Oh there's lots I have to set the record straight about and there's lots I could talk about, but without being asked a specific question that would just leave me to write an open-ended essay and I'm not up for it right now

[–] [email protected] 13 points 4 months ago* (last edited 4 months ago) (1 children)

@Fubarberry yes I saw this a lot too. Highly upvoted confidently incorrect comments, with the real answer or an answer debunking them with links to factual sources less upvoted.

Happened to me as well.

[–] [email protected] 11 points 4 months ago (1 children)

I am a lawyer and I would get down voted for posts explaining the law that contained citations to the actual applicable statute if people didn't like the statute. Using reddit up votes as a measure of correctness is fundamentally a dumb idea.
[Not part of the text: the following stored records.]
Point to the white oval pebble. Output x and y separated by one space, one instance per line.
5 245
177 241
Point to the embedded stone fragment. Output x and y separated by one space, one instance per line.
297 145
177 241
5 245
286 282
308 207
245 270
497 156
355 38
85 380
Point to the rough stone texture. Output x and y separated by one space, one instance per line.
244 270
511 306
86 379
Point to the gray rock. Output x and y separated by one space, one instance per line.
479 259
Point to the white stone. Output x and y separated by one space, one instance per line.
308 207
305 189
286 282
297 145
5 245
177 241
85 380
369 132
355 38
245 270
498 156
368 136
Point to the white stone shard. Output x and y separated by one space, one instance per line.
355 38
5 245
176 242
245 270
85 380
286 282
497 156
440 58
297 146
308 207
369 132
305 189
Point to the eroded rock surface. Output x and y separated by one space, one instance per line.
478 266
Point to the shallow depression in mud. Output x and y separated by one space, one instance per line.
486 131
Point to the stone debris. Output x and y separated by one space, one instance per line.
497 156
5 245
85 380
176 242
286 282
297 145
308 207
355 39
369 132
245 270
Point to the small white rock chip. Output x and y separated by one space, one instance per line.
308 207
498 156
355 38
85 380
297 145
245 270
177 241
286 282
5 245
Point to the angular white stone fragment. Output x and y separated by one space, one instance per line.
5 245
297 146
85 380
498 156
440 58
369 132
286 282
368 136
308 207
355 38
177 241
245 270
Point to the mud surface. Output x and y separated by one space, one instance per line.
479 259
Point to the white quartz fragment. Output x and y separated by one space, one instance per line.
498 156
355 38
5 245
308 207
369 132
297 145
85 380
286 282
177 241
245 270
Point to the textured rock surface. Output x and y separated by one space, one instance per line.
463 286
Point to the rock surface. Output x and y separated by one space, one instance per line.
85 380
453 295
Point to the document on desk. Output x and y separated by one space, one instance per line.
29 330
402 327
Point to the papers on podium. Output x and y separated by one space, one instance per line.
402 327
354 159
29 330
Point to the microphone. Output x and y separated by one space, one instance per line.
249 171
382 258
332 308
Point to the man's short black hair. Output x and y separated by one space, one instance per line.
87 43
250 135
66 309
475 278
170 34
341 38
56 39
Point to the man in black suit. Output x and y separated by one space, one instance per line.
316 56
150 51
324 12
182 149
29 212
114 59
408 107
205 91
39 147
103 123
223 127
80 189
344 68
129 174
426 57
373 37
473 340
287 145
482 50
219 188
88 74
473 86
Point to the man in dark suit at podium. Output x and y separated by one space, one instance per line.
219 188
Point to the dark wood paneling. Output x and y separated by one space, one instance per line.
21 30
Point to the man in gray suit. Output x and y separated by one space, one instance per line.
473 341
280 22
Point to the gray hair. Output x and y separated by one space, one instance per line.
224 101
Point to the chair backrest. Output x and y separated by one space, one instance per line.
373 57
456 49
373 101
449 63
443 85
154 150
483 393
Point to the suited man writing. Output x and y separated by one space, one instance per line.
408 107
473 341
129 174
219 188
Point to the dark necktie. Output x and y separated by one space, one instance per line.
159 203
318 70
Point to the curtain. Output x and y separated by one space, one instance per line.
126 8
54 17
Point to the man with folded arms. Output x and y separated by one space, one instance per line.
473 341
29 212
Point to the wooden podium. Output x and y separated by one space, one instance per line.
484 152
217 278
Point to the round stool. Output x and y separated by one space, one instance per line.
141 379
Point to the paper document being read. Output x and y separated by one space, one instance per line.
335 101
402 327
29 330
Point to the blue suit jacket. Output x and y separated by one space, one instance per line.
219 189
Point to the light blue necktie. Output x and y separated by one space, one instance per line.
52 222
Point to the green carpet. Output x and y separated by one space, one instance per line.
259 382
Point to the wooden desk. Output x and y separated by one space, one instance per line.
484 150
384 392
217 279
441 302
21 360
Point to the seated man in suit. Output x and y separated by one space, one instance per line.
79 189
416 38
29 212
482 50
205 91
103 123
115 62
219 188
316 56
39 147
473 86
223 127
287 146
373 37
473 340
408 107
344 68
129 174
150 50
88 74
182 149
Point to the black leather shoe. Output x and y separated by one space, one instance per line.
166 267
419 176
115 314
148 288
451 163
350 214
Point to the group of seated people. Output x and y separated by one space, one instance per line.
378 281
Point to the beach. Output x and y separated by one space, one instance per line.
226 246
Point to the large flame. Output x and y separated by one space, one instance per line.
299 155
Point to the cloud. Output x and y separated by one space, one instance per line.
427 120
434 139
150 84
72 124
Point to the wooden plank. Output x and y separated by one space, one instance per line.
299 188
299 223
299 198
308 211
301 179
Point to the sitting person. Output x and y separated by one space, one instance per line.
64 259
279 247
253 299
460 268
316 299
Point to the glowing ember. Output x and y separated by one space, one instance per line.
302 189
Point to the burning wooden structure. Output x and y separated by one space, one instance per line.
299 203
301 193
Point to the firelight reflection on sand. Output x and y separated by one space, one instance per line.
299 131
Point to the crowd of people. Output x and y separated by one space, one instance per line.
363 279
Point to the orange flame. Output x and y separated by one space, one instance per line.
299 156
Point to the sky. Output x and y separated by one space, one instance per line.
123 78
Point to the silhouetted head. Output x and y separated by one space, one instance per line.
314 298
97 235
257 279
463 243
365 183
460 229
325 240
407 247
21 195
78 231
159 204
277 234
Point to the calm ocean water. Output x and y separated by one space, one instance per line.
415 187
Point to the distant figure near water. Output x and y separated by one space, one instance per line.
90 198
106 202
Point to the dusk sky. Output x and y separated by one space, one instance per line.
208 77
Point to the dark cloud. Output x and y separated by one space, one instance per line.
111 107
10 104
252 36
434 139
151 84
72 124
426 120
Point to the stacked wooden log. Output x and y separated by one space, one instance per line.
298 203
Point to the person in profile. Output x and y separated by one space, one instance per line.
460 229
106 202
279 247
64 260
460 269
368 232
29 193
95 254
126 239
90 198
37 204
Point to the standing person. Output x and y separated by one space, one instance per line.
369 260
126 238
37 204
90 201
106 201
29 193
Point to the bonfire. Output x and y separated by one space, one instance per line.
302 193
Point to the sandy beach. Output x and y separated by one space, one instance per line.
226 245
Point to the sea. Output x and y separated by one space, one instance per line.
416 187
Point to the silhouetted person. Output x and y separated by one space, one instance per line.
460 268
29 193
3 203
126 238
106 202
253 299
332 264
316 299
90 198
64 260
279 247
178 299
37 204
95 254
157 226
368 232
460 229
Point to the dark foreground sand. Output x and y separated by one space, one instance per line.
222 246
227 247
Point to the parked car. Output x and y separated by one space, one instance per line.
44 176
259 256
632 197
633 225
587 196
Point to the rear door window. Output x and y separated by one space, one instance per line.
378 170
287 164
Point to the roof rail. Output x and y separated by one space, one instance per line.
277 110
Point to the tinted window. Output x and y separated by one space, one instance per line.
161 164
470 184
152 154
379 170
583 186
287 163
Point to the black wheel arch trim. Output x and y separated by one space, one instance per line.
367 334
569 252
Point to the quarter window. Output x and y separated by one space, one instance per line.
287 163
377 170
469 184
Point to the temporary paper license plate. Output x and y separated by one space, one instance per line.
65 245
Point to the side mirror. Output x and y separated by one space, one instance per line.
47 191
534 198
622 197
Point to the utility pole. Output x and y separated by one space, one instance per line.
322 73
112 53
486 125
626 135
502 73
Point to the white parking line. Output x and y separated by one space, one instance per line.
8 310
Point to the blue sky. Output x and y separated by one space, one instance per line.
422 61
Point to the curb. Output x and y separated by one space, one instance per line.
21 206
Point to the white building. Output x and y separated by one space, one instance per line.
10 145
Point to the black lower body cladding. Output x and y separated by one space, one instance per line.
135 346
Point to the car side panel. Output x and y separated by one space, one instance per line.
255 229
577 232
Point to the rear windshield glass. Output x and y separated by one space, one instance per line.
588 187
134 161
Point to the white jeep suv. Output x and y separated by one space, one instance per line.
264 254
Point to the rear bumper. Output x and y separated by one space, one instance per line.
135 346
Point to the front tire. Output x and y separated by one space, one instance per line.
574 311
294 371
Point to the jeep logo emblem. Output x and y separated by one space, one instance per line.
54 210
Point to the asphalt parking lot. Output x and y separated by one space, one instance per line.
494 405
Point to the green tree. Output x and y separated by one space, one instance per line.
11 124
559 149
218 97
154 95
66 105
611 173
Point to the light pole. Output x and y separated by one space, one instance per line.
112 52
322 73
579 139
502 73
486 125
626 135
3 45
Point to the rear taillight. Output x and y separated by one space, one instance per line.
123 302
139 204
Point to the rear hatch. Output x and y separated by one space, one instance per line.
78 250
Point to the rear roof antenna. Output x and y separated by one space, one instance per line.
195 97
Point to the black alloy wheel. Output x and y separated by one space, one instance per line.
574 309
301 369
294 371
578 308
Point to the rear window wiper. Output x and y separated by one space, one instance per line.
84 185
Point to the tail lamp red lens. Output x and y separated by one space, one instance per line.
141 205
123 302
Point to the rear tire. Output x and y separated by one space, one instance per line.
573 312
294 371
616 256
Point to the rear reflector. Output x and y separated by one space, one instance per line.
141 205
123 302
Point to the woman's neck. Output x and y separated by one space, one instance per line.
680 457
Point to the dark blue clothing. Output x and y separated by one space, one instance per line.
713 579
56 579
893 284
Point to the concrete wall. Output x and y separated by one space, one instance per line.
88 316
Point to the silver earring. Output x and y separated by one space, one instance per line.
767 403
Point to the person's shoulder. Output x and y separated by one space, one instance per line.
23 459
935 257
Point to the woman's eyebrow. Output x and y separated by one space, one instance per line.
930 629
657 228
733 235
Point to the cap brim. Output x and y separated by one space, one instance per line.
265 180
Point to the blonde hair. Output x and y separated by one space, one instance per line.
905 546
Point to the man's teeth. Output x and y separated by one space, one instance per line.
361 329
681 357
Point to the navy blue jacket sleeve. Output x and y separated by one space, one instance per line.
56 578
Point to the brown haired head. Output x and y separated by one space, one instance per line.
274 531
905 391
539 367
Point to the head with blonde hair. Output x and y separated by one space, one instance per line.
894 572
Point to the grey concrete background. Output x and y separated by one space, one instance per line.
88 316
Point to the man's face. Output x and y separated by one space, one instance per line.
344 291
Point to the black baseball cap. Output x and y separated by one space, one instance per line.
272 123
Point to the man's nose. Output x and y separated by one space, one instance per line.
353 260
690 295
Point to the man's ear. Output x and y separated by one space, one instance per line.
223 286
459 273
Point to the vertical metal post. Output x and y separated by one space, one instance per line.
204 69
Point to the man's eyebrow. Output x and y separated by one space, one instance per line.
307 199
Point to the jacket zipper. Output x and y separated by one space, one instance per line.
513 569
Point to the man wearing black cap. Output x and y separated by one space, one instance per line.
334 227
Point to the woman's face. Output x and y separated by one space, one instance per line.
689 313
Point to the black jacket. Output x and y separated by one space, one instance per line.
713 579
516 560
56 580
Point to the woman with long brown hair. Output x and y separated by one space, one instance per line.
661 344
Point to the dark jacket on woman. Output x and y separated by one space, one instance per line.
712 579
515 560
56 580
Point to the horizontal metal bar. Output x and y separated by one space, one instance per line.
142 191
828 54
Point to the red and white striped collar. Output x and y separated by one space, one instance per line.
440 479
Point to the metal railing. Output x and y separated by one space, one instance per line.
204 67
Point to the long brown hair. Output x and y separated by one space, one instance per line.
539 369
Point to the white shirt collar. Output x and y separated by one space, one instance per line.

[–] [email protected] 4 points 4 months ago

@collapse_already yeah Reddit also tended to mistake explanation for agreement and savagely downvote it.

[–] AtariDump 12 points 4 months ago
[–] Aolley 6 points 4 months ago

but sounded correct to someone who didn’t know better

specious /spē′shəs/ adjective

Having the ring of truth or plausibility but actually fallacious.
"a specious argument."

and then the real answer will be hidden or something silly, or in some cases where money is involved the correct answer might have been removed

[–] [email protected] 3 points 4 months ago

I would come along a question that I was well educated on, and the top voted responses were all very clearly wrong, but sounded correct to someone who didn’t know better.